For a number of years now, writings of my colleague Mireille Delmas-Marty have explored the relationships between the globalization of law and the globalization of the economy. Her newest publication proposes to regulate the latter in a way that enhances the former. Specifically, she would criminalize “aggression committed by non-state actors” – read corporations – as a means to encourage states to agree to hold themselves accountable for this international offense.
This provocative suggestion appears toward the end of “Ambiguities and Lacunae: The International Criminal Court Ten Years On,” just published in the Journal of International Criminal Justice by Delmas-Marty, Chair Emerita in Comparative Legal Studies and Internationalisation of Law at the Collège de France in Paris. (photo credit) The essay:
► Begins with “ambiguities” that arise out of the tension between the universalist aspirations of the Rome Statute and the sovereigntist realities of the ICC’s state-based structure.
Among the manifestations of this tension, she writes, is the status of the crime of aggression in the ICC. The international global community, she argues, must not just aim for “restoring peace as a form of reparation, but rather it must seek to establish a long-lasting and sustainable peace.” (p. 557) In her view, states’ Realpolitik must give way to acceptance, by big states as well as small, of the crime-of-aggression amendments adopted at the ICC Review Conference in Kampala, Uganda.
These amendments would regulate only state actors. Entry into force requires ratification by 30 of the ICC’s 122 states parties, as well as an additional state-party vote that may not take place earlier than 2017. As I wrote in A Janus Look at International Criminal Justice (2013), ratifications have been slow in coming. The Rome Statute had secured nearly all the requisite 60 ratifications within the 3 years following its adoption; in contrast, as of today, 3 years after the Kampala Conference, only 7 states have ratified the crime-of-aggression amendments. A new addition, Germany, merits particular note not only because of its history, but also because of its status as a large-power NATO member. Yet as Delmas-Marty writes in her JICJ article, most states seem to remain “[r]eluctant to transfer to international judges the power to qualify acts of aggression.” (p. 558)

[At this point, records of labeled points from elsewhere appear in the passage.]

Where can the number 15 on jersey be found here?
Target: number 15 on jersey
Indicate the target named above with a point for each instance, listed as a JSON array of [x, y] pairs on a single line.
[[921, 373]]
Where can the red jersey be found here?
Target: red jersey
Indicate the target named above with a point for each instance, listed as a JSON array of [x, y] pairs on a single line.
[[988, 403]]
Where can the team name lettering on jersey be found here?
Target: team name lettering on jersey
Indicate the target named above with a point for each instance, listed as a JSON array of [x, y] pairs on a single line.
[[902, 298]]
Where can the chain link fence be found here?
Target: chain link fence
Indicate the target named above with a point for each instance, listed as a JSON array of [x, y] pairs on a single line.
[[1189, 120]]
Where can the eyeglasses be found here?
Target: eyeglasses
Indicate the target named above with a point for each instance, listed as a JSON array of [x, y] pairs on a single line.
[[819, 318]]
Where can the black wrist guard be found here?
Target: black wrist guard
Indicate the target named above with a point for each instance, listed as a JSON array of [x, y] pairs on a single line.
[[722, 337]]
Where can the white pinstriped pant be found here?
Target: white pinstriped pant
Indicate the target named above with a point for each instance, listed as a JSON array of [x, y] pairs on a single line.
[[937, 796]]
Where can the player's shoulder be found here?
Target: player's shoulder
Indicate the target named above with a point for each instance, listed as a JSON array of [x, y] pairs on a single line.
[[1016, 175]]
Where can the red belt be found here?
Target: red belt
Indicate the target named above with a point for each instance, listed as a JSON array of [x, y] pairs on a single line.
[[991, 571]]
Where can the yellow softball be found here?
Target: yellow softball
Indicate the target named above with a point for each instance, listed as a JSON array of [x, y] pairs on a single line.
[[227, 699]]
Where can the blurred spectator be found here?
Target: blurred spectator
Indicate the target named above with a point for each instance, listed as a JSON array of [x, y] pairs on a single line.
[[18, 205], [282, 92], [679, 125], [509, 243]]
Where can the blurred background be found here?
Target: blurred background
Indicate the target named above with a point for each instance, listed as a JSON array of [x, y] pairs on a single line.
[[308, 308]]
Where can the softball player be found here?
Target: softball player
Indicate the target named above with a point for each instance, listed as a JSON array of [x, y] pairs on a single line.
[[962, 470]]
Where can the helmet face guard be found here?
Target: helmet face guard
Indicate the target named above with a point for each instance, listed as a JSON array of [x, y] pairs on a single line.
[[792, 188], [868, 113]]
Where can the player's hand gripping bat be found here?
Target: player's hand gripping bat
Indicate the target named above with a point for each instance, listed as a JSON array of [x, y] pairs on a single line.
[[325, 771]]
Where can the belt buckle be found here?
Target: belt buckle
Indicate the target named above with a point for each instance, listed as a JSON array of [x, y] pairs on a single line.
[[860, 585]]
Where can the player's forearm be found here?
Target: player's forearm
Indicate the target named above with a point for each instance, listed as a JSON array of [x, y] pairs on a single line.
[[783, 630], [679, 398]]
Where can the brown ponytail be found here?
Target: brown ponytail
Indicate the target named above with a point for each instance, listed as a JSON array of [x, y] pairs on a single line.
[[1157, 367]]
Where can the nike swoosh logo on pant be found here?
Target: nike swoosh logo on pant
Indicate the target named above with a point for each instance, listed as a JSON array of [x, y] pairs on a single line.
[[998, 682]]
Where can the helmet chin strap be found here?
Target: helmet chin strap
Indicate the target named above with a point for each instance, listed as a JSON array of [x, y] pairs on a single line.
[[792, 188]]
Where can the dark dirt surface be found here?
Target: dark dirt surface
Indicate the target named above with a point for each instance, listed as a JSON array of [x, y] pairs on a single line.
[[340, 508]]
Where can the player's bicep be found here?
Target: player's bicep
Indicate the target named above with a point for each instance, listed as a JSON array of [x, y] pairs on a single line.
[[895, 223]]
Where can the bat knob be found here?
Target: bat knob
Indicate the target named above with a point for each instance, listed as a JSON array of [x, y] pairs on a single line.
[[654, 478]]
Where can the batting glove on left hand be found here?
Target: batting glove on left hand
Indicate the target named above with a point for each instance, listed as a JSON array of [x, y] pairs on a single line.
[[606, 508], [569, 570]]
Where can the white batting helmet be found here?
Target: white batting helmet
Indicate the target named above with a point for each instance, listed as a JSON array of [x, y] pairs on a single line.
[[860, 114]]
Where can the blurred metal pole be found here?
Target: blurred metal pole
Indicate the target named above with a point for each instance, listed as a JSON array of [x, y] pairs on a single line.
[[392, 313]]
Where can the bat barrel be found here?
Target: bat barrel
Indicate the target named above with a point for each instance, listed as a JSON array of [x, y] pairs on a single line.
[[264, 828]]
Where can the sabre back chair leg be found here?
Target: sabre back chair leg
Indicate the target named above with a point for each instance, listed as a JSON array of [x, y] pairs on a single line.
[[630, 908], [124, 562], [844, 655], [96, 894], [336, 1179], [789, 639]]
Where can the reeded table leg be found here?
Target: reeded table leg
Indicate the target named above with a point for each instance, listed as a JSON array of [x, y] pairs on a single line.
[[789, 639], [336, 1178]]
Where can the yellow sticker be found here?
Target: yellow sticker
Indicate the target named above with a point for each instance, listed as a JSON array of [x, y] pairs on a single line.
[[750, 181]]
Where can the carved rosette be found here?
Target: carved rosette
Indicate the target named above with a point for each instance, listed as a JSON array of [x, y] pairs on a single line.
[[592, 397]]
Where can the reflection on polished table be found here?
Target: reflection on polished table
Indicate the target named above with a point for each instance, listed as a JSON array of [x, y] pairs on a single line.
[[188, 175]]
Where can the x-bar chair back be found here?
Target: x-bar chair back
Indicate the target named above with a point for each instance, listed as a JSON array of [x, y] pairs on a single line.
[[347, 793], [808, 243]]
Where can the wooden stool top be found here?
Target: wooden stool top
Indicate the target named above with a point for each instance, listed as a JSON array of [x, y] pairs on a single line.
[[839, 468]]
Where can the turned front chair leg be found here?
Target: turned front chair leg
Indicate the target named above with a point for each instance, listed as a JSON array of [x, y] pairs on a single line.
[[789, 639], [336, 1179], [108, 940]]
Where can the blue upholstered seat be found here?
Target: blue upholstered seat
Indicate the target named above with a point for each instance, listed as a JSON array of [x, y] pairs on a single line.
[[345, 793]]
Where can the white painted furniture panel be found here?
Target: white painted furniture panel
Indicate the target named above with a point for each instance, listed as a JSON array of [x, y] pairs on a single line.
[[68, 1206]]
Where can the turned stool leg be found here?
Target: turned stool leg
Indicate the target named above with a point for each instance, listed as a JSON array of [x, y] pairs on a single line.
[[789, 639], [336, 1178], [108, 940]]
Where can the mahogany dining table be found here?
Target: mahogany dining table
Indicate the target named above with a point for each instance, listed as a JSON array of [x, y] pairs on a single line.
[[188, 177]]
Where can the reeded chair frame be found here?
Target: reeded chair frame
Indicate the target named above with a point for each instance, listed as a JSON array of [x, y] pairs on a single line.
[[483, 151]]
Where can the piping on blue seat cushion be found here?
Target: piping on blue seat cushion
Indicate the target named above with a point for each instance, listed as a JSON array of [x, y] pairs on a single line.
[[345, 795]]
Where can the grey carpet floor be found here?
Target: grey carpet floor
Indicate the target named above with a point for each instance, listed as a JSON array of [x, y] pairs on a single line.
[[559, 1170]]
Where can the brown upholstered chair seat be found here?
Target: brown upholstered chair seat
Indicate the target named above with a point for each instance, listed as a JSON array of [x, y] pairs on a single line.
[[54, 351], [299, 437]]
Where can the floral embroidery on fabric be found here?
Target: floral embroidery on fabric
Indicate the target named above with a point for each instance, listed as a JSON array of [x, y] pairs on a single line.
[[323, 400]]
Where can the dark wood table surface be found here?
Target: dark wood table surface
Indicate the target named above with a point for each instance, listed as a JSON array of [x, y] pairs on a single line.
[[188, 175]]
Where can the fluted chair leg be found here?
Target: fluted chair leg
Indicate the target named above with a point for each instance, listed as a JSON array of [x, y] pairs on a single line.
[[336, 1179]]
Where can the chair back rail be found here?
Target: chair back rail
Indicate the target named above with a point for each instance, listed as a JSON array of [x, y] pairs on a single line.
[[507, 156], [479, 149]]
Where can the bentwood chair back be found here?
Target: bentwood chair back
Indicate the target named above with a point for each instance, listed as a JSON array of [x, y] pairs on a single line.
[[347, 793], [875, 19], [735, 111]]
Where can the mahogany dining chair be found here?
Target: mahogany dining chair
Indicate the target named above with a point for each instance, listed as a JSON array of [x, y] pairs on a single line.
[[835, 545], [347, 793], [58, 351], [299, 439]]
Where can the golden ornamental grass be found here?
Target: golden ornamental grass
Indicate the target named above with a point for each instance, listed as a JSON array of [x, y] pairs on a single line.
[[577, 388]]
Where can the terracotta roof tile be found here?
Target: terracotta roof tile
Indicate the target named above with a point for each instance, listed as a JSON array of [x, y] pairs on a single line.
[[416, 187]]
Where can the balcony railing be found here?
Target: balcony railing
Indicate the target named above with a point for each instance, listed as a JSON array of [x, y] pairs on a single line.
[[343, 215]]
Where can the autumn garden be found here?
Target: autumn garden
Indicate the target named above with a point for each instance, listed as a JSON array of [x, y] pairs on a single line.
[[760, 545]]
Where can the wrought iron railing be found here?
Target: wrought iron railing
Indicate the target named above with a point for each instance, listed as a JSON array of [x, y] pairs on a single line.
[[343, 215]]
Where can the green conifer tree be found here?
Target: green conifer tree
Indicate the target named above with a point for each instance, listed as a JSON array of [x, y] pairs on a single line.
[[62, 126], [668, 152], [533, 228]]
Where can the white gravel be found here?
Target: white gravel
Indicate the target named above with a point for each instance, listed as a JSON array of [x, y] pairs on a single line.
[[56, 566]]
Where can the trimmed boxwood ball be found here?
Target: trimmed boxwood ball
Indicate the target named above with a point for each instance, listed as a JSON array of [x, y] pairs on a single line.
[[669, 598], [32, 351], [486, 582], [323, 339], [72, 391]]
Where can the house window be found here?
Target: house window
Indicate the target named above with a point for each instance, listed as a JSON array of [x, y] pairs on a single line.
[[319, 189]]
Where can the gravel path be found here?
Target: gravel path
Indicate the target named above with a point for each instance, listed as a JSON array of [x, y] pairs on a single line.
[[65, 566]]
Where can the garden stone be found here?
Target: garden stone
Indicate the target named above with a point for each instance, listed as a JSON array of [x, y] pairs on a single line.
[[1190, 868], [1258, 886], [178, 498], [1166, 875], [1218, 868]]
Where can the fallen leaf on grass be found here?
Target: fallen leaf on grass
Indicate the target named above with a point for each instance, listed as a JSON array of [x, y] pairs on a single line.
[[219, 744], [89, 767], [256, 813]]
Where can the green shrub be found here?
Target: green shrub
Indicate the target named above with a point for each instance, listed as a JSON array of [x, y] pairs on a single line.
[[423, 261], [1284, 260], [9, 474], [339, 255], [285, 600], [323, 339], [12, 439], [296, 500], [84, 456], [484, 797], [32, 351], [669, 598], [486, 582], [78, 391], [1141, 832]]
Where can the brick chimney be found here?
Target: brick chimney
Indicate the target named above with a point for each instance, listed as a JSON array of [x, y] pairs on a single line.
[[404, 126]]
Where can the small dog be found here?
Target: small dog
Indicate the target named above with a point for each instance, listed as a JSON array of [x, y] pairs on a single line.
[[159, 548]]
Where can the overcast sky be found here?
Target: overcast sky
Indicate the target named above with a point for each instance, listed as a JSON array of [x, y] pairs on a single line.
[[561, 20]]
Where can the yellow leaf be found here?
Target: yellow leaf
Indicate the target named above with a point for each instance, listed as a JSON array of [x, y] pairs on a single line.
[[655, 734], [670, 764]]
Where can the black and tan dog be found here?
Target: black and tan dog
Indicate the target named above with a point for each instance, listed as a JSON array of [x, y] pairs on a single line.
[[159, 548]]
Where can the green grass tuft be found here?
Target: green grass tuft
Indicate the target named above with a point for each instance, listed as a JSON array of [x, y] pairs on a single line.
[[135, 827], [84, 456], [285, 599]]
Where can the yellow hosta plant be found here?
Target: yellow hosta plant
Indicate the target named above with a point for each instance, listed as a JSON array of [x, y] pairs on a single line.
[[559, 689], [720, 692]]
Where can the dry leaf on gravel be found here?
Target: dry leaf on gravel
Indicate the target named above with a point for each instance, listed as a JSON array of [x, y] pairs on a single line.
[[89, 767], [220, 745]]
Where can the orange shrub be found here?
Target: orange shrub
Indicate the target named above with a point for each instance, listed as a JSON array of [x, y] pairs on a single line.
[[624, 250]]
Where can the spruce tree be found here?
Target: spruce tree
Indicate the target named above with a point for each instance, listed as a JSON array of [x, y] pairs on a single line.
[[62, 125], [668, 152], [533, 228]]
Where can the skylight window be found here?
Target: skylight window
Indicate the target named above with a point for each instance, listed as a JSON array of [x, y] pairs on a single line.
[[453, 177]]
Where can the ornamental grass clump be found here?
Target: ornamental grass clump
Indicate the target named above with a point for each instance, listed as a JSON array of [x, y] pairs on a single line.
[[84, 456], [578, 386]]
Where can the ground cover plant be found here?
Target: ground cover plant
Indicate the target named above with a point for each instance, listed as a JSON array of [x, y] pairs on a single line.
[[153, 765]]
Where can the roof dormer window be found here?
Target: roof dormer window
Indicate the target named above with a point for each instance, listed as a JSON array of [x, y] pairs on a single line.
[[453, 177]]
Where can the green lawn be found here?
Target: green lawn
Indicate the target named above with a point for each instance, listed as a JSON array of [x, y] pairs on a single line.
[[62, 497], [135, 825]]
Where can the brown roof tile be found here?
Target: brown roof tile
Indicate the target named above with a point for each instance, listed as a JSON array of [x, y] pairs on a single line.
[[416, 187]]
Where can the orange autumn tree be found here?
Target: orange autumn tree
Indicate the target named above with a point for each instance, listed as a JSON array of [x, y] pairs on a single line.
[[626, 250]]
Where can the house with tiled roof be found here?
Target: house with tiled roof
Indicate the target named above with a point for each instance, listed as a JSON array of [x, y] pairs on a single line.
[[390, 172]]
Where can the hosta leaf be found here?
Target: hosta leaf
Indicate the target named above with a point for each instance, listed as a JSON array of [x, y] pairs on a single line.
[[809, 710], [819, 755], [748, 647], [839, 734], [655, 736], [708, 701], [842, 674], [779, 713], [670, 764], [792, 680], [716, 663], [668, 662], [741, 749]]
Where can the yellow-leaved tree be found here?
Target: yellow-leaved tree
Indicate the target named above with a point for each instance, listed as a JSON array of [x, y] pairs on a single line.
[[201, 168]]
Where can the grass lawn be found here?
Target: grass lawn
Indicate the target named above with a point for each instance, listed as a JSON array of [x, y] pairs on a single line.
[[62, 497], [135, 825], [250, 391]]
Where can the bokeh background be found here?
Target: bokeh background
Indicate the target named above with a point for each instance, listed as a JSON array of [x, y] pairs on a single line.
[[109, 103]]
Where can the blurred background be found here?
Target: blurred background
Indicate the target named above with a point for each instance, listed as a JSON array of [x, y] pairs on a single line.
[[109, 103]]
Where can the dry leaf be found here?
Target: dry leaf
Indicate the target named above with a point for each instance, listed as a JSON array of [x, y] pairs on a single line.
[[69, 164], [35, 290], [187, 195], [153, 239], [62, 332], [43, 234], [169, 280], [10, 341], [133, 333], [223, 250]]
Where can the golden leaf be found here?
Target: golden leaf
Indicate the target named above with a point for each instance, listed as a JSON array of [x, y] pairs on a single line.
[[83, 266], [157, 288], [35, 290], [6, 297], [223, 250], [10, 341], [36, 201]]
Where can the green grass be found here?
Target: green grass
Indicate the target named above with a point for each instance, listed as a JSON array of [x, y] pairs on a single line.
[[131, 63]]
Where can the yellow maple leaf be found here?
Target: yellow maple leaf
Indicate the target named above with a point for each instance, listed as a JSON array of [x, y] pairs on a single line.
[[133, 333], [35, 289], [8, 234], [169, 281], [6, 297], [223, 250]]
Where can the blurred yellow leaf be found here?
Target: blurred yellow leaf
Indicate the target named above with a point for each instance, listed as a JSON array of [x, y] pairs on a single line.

► Shifts to exploration of “lacunae” (pp. 558-61). Of particular concern to Delmas-Marty is the status of globalized nonstate economic actors vis–à–vis the ICC. Citing Nuremberg-era cases involving industrialists, such as IG Farben, Flick, and Krupp, she states:
‘Corporate criminal involvement in international crimes did not end with the Second World War.’
Sometimes, she continues, “corporations are involved in the commission of serious crimes …. And yet, the Rome Statute does not contemplate the criminal responsibility of legal persons ….” Especially when corporations bear responsibility for fueling conflicts through “alliances with warlords in order to obtain scarce resources (such as diamonds, gold, timber or oil),” (photo credit) Delmas-Marty urges amending the Rome Statute to hold nonstate economic actors accountable for aggression:
‘By first outlawing armed conflicts commenced by criminal organizations, the resistance of states could be overcome with the purpose of recognizing a global community whose interests are pursued by all in the name of a sovereignty that, rather than being solitary, is grounded on solidarity. Following such an approach, international criminal justice could perhaps apply not only to the vanquished but also to the victors. In other words, to the major powers themselves.’
These are ambitious goals. Even at Nuremberg, industrialists were convicted of aggression solely in the Krupp trial, and that result was reversed on review. (See here.) Still, Delmas-Marty’s article provokes thought on how to hold to account both state and nonstate authors and agents of atrocities.